Can Rosemary Improve Your Memory?

Experiment to see what Rosemary can do for your Brain

Rosemary is a fragrant herb and is usually used for cooking and body perfumes. It is also known for health benefits and one of those is to enhance memory and concentration. Rosemary has been associated with memory for a long time but there hasn’t been too much study into it.

The article below talks about an experiment that was done in the UK with rosemary oil to see if it can improve memory.

rosemary improve memory

Read on to see the results of the test

Here’s how the experiment worked. The team at Northumbria recruited 60 older volunteers to test the effects of not only rosemary oil but also lavender oil. They then tested these volunteers in a room infused with either rosemary essential oil, lavender essential oil or no aroma. Participants were told they were there to test a vitamin water drink. Any comments about the aromas were passed off as irrelevant and “left over from the previous group to use the room”.

Lavender oil had a sedative effect on volunteers

The volunteers (and I) then took a test which was designed to test their prospective memory. It’s a clever test with many layers so you never quite know what’s being tested.

My marks were squarely average.

The volunteers in the room with the rosemary infusion did statistically significantly better than those in the control room but lavender caused a significant decrease in performance. Lavender is traditionally associated with sleep and sedation.

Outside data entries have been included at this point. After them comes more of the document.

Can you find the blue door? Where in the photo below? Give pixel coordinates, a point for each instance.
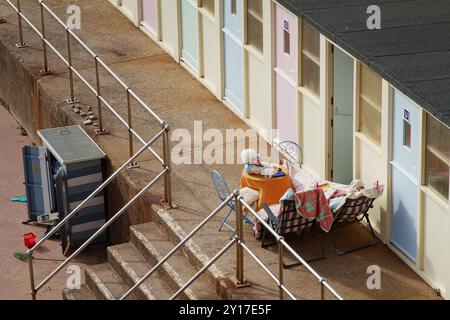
(189, 32)
(405, 175)
(37, 181)
(233, 47)
(343, 67)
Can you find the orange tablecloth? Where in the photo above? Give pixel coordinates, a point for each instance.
(271, 189)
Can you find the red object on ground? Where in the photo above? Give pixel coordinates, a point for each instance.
(29, 240)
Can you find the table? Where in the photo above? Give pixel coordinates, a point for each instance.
(271, 189)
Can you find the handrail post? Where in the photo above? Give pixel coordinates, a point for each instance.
(72, 99)
(31, 270)
(280, 269)
(21, 43)
(134, 164)
(45, 71)
(100, 130)
(241, 282)
(167, 164)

Was the lavender sending our volunteers to sleep and decreasing their performance? How could vaporised essential oils possibly have this effect?

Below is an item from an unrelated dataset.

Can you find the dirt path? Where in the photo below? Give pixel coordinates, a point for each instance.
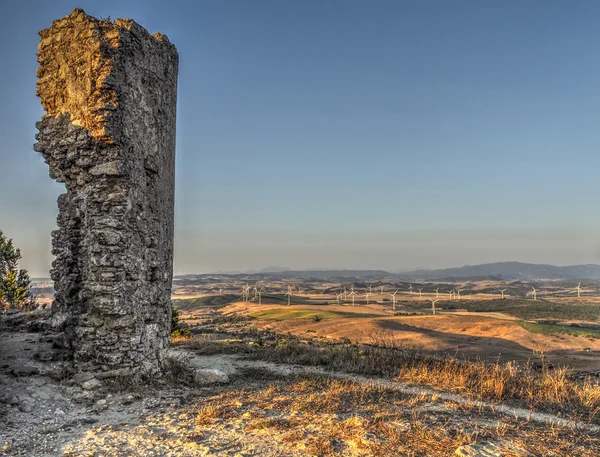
(44, 415)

It turns out that there are compounds in rosemary oil that may be responsible for changes in memory performance. One of them is called 1,8-cineole – as well as smelling wonderful (if you like that sort of thing) it may act in the same way as the drugs licensed to treat dementia, causing an increase in a neurotransmitter called acetylcholine.

These compounds do this by preventing the breakdown of the neurotransmitter by an enzyme. And this is highly plausible – inhalation is one of the best ways of getting drugs into the brain. When you eat a drug it may be broken down in the liver which processes everything absorbed by the gut, but with inhalation small molecules can pass into the bloodstream and from there to the brain without being broken down by the liver.

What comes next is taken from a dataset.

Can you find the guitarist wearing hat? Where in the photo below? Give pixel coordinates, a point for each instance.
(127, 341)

As further confirmation Mark and his team analysed blood samples and found traces of the chemicals in rosemary oil in the blood.

The implications of this kind of research are huge, but they don’t mean you need to spend your days smelling of rosemary and your night sleeping on a pillow of lavender. The effects were measurable but modest and they give us a clue that further research into some of the chemicals in essential oils may yield therapeutics and contribute to our understanding of memory and brain function.

It’s also important to remember that any drug that has a measurable effect, even if inhaled from a traditionally prepared essential oil, may also have a measurable side-effect. You can’t tinker with brain biochemistry and expect things to be simple.

But if these studies may help eventually contribute to new drugs to treat dementia there is another very nice benefit – they also restore some credibility to the much maligned alternative health field.

We have spent many years rubbishing alternative treatments but there is, I believe, a real benefit in allowing people to take control of their own health with treatments that make them feel better – even if we haven’t been able to prove how.